Consumers Deserve to Know the Facts about Antibiotics and Meat

The federal Food and Drug Administration has published a statement on its website criticizing the Environmental Working Group’s report, Superbugs Invade American Supermarkets, published April 15.  The agency contends that EWG oversimplified data from the federal government’s 2011 Retail Meat Report, a joint project of the FDA, the Centers for Disease Control and Prevention and U.S. Department of Agriculture.

EWG’s message is indeed simple: Consumers have a right to know that federal scientists are finding antibiotic-resistant bacteria on retail meat in high percentages. EWG’s team of scientists and nutritionists has joined a growing number of public health experts who are drawing attention to the threat of antibiotic-resistant bacteria. 

The FDA contends that it’s alarmist to imply that pathogens resistant to one, or even a few, antimicrobials should be called “superbugs” – if these same bacteria are still treatable by other commonly used antibiotics. While the FDA insists that only pathogens that are untreatable (or nearly so) should be called superbugs, EWG believes that the development of resistance, even to only one antibiotic, is significant. It is well established that genes that confer the trait of antibiotic resistance readily transfer from one bacterium to others, that bacteria that develop resistance to one antibiotic can often withstand others, and that people can be allergic to entire classes of antibiotics, further limiting their options for treatment of infections.
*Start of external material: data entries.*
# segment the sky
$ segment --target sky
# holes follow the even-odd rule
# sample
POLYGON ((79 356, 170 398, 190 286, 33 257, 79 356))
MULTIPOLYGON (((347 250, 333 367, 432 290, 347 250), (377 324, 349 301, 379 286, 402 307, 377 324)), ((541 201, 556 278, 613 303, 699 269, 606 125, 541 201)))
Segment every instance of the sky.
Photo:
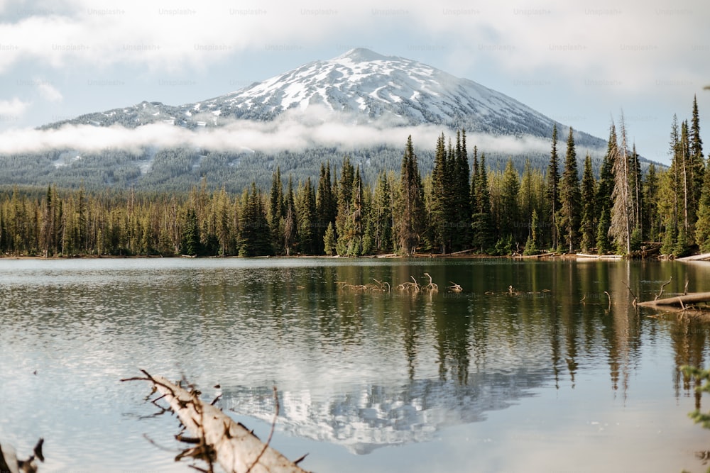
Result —
POLYGON ((709 18, 700 0, 0 0, 0 143, 144 100, 199 101, 364 47, 602 138, 623 114, 639 153, 668 163, 673 115, 689 120, 696 95, 710 150, 709 18))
The FDA says that consumers shouldn’t worry that federal scientists are finding antibiotic-resistant Enterococcus bacteria on their meat since they are not a confirmed foodborne pathogen. EWG clearly stated that Enterococcus are indicator bacteria. These bacteria are measured in order to mark fecal contamination and signal that other microbes on the meat are also likely to be antibiotic-resistant. Contaminated meat isn’t simply a cause of foodborne illness. Increasingly meat is being implicated as a carrier for antibiotic-resistant microbes that can cause urinary tract infections or staph infections in exposed cuts.
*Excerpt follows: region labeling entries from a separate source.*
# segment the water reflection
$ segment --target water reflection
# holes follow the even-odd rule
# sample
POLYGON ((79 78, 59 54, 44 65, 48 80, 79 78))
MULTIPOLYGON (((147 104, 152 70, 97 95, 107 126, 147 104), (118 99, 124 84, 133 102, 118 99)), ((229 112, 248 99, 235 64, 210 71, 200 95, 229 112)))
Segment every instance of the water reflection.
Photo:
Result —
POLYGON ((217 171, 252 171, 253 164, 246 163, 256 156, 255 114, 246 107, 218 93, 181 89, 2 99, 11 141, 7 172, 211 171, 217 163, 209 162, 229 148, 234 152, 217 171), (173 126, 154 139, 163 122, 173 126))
In 2003, FDA’s own scientists reported their concerns about the presence of Enterococcus on meat in a peer-reviewed paper. They wrote:

“Enterococcus faecalis and E. faecium present serious challenges to the control of antimicrobial resistance as they are the third leading cause of nosocomial infections in intensive care units in the United States.” 

In addition, they expressed special concerns about treating vancomycin-resistant E. faecium infections and said that the “use of antimicrobials in food animal production might compromise the efficacy of related drugs in human clinical medicine through selection of resistant populations and their subsequent transfer through the food supply.”
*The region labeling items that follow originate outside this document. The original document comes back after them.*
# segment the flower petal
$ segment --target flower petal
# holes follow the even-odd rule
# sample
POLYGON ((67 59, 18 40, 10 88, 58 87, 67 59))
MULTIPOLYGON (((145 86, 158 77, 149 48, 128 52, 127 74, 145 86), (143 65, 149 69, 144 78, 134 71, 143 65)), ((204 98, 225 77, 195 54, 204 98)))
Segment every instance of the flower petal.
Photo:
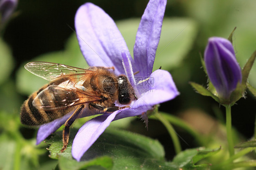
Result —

We appreciate the tough job the FDA has: It’s hard to spin the results of the Retail Meat Report positively. But we think consumers will take little comfort in FDA’s assertion that for one antibiotic, fluoroquinolone, “resistance in Campylobacter has stopped increasing and remained essentially unchanged since the FDA withdrew the use of this drug class in poultry in 2005.”  [emphasis ours]

This is the best the agency can do?

It has been failing to protect the public health on this issue for 40 years, only recently issuing a voluntary guidance to scale back on the worst antibiotic abuses.

EWG found that among all the antibiotics tested, resistance in Campylobacter microbes found on the raw chicken samples were on the rise, from a low in 2002 of 46 percent of microbes resistant to at least one antibiotic up to 58 percent in 2011. Thankfully, Campylobacter bacteria resistant to three or more antimicrobial classes are still rare, but the percentage of Campylobacter in chicken that are resistant to two or more antibiotic classes is at a nine-year high.

The facts are alarming. Federal scientists routinely test for and find salmonella resistant to six or more antimicrobial classes in poultry. We think the public deserves to know that antibiotic-resistant bacteria are in its meat now, and that the resistance in salmonella in poultry is also at a nine-year high. 

Does the FDA want people to wait until federal scientists routinely find untreatable salmonella in most meat? 

We don’t think that’s fair to the public. That’s why we brought these issues to light. We have created a list of simple Tips to Avoid Superbugs in Meat. The public deserves to know the facts as they stand today to protect themselves from antibiotic-resistant bacteria now common on most meat in grocery stores.